Event summary combining transcript, slides, and related documents.

Logotype for Eternal Limited

Q4 25/26 earnings summary

30 Apr, 2026

Executive summary

  • Management reiterated confidence in achieving $1 billion EBITDA by FY2029, with Quick Commerce expected to deliver a 60% CAGR and margins of 3–3.5% over the next three years.

  • Board approved audited standalone and consolidated financial results for the quarter and year ended March 31, 2026, with unmodified audit opinions from Deloitte Haskins & Sells.

  • Major acquisitions completed in FY26, including Orbgen Technologies and Wasteland Entertainment, expanding into movie ticketing and events.

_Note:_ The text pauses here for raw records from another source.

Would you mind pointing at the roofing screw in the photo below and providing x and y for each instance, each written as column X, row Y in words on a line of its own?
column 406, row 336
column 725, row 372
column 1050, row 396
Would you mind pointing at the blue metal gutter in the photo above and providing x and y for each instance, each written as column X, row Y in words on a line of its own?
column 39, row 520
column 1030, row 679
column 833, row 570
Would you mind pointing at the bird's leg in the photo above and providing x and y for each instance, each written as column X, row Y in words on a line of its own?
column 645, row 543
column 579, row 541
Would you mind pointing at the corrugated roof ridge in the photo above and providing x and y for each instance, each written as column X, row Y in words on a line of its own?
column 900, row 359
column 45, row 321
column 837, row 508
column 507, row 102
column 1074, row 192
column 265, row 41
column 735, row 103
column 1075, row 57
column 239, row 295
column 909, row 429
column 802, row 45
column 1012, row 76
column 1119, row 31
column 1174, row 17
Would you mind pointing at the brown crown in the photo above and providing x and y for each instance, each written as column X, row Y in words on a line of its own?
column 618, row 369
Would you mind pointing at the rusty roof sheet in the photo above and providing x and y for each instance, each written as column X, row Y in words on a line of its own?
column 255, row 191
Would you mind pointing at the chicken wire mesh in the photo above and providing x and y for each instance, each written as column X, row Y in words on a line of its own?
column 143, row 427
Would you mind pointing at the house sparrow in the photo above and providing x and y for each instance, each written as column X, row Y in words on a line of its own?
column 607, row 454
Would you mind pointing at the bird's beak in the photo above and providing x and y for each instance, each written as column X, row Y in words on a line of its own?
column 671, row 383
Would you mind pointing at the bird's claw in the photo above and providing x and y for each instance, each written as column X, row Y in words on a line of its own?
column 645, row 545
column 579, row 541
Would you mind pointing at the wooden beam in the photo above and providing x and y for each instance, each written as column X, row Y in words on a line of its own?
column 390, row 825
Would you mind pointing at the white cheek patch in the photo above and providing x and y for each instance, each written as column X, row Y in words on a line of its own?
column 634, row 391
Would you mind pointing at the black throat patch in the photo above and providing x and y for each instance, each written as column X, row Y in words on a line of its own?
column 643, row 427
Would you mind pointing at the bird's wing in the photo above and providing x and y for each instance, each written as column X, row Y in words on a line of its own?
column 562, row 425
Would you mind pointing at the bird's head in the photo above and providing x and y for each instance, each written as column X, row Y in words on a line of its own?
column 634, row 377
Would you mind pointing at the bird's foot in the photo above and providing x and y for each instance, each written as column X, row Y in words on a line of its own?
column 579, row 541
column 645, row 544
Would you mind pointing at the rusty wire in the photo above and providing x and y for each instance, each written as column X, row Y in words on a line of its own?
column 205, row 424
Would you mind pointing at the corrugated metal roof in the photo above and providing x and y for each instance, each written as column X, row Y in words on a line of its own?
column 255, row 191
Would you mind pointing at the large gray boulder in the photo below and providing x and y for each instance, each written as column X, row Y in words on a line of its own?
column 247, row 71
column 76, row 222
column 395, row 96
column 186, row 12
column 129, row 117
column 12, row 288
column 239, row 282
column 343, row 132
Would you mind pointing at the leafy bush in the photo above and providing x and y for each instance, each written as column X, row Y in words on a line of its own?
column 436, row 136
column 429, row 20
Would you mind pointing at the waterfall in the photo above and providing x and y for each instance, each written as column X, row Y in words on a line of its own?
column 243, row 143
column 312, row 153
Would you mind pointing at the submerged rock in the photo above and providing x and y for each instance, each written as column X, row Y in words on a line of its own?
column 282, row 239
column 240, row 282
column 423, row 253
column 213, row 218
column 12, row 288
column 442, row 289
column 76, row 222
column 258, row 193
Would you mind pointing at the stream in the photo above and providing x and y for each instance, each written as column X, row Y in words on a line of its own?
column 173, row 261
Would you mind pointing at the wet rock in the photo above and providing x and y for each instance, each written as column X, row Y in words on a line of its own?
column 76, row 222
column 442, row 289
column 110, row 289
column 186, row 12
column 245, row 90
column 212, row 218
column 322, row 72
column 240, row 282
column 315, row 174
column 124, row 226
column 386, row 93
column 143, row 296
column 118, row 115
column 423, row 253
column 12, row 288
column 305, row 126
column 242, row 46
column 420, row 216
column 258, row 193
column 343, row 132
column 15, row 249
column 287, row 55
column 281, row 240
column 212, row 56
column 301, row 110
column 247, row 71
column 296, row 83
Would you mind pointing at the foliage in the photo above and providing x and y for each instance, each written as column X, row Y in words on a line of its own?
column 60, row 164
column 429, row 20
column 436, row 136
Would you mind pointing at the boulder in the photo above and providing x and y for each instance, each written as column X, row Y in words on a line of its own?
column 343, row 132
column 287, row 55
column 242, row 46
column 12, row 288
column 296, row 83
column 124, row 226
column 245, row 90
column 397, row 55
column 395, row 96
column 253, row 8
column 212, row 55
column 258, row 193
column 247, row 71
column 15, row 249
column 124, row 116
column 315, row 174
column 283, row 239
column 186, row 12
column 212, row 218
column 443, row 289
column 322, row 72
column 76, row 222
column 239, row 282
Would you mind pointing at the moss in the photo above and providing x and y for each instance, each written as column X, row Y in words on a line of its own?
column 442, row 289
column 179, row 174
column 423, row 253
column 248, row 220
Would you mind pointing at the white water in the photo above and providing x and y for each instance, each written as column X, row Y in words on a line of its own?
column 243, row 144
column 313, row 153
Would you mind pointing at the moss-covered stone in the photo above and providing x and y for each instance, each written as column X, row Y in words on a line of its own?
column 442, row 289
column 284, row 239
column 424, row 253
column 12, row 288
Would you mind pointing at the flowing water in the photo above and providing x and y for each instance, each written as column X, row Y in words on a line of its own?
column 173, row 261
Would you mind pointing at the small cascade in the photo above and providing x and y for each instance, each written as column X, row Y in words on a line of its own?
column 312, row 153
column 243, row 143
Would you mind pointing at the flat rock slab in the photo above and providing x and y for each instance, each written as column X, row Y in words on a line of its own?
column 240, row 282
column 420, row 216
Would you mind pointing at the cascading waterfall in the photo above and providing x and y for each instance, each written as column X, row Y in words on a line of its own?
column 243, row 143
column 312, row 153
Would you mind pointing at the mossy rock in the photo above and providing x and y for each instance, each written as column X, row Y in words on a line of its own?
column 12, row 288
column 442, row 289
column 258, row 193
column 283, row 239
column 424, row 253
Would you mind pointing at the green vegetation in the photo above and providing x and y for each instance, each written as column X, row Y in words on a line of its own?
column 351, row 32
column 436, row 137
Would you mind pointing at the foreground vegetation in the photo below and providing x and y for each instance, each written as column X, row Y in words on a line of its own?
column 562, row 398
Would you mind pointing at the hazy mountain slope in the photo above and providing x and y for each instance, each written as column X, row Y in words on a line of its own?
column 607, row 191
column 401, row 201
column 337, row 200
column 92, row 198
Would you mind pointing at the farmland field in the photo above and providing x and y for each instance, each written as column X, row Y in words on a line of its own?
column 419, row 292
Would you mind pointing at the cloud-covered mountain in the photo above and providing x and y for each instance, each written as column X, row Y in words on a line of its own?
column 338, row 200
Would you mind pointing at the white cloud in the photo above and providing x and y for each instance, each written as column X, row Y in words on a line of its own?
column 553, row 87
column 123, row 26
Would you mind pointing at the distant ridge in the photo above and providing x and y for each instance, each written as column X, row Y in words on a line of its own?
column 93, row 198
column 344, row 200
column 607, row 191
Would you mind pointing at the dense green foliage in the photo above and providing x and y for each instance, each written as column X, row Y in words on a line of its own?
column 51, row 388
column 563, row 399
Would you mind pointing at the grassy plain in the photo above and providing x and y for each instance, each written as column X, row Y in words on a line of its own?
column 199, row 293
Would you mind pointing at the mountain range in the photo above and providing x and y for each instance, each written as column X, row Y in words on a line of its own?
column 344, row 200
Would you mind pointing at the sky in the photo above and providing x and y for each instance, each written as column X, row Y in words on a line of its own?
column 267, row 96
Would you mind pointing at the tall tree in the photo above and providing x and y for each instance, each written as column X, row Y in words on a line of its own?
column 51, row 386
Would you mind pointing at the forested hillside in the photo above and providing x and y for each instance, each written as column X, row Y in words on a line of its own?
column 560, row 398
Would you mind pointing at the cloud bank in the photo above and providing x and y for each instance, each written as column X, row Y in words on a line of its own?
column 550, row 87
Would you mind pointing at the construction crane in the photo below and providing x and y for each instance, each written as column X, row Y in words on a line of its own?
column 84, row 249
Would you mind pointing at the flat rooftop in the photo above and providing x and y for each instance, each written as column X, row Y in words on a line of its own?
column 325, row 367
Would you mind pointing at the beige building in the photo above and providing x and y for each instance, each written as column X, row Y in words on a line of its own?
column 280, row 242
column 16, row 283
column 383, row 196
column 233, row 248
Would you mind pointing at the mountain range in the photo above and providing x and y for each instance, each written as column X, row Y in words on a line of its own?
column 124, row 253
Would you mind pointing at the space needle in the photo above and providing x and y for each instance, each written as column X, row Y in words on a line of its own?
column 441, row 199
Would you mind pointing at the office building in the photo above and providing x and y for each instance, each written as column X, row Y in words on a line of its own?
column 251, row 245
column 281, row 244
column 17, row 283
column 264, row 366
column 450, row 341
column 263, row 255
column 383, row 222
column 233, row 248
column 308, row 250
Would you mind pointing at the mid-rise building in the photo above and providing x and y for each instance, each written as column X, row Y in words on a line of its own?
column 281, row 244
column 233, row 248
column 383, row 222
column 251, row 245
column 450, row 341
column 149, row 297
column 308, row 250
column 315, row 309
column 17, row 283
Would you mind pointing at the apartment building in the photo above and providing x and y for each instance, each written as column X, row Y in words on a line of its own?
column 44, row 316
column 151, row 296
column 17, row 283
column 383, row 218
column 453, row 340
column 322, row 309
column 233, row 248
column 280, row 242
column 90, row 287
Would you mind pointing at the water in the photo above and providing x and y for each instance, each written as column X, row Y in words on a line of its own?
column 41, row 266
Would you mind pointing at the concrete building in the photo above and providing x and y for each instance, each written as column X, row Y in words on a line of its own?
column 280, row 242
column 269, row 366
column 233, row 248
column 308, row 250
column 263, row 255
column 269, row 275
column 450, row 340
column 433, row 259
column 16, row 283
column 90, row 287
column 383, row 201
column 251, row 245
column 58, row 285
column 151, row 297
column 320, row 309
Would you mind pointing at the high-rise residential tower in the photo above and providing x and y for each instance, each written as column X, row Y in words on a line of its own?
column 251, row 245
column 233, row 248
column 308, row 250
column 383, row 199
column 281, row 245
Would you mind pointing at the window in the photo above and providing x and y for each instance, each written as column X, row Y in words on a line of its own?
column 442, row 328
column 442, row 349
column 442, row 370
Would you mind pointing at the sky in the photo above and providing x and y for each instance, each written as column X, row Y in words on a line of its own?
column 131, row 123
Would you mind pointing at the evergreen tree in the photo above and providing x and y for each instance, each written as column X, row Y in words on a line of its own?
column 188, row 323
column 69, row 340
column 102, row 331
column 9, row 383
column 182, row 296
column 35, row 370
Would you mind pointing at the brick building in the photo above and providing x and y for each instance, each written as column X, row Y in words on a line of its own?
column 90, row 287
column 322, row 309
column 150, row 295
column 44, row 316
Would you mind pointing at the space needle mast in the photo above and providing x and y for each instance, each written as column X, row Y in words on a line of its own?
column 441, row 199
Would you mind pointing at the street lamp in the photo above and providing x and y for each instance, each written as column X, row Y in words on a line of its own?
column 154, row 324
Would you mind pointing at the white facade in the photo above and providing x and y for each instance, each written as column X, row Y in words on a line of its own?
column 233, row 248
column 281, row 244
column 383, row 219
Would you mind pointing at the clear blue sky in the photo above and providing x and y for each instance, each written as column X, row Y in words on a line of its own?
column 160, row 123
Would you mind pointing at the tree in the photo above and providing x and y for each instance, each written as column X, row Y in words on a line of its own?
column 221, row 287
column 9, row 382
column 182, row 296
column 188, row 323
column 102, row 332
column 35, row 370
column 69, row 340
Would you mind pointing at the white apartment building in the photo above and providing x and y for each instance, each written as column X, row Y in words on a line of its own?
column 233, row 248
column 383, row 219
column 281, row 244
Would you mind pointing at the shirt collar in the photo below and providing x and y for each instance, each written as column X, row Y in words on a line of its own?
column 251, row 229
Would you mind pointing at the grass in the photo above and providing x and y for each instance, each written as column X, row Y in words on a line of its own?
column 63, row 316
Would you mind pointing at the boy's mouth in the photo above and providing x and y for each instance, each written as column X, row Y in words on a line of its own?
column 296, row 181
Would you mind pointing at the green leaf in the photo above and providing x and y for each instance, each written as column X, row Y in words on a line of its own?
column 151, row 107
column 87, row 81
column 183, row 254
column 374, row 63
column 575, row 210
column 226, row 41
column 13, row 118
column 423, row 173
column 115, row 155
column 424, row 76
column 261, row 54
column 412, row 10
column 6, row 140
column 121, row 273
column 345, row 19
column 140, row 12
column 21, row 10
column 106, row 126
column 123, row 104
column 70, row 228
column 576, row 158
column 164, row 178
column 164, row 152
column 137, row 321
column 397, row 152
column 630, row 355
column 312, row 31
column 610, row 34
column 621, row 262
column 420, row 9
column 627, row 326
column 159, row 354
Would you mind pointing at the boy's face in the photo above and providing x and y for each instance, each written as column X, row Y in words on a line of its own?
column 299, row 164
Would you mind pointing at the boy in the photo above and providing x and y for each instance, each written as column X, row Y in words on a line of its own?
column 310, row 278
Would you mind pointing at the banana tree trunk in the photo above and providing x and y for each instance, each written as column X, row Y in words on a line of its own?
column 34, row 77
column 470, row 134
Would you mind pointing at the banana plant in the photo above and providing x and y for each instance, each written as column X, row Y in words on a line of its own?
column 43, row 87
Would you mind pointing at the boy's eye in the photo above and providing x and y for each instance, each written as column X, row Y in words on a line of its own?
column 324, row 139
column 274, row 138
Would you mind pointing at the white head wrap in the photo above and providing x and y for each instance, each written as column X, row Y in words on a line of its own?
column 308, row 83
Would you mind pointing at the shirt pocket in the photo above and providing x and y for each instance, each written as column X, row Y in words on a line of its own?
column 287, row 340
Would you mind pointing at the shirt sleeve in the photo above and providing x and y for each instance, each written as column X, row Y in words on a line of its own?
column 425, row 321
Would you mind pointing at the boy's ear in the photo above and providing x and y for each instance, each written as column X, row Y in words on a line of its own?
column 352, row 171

  • Store expansion remains on track, targeting 3,000 dark stores by March, with flexibility to adjust growth rates based on market dynamics.

  • Growth quality and profitability are prioritized over aggressive market share gains, with a focus on sustainable, healthy expansion.

Financial highlights

  • Consolidated revenue from operations for FY26 was INR 54,364 crore, up from INR 20,243 crore in FY25.

  • Quick Commerce order growth exceeded 90% year-over-year, with strong MTU additions and low customer acquisition costs.

  • Food Delivery achieved 15% order growth year-over-year and a margin of 5.5%, with incremental platform fee hikes expected to further improve profitability.

  • Net profit attributable to owners for FY26 was INR 366 crore, compared to INR 527 crore in FY25.

  • Standalone net profit for FY26 was INR 2,655 crore, up from INR 1,960 crore in FY25.

Outlook and guidance

  • Three-year guidance for Quick Commerce is 60% CAGR, driven by assortment and geographic expansion, with no short-term store addition targets.

  • Transition in quick commerce segment to a combined marketplace and inventory-led model, expected to impact segment revenue mix.

  • Contribution margins in Quick Commerce are expected to rise to 5–6% as the business matures, especially in established markets.

  • Labour code changes assessed as having no material impact currently; future impact to be evaluated upon notification of final rules.

  • Management remains confident in maintaining pricing discipline and customer retention despite competitive discounting.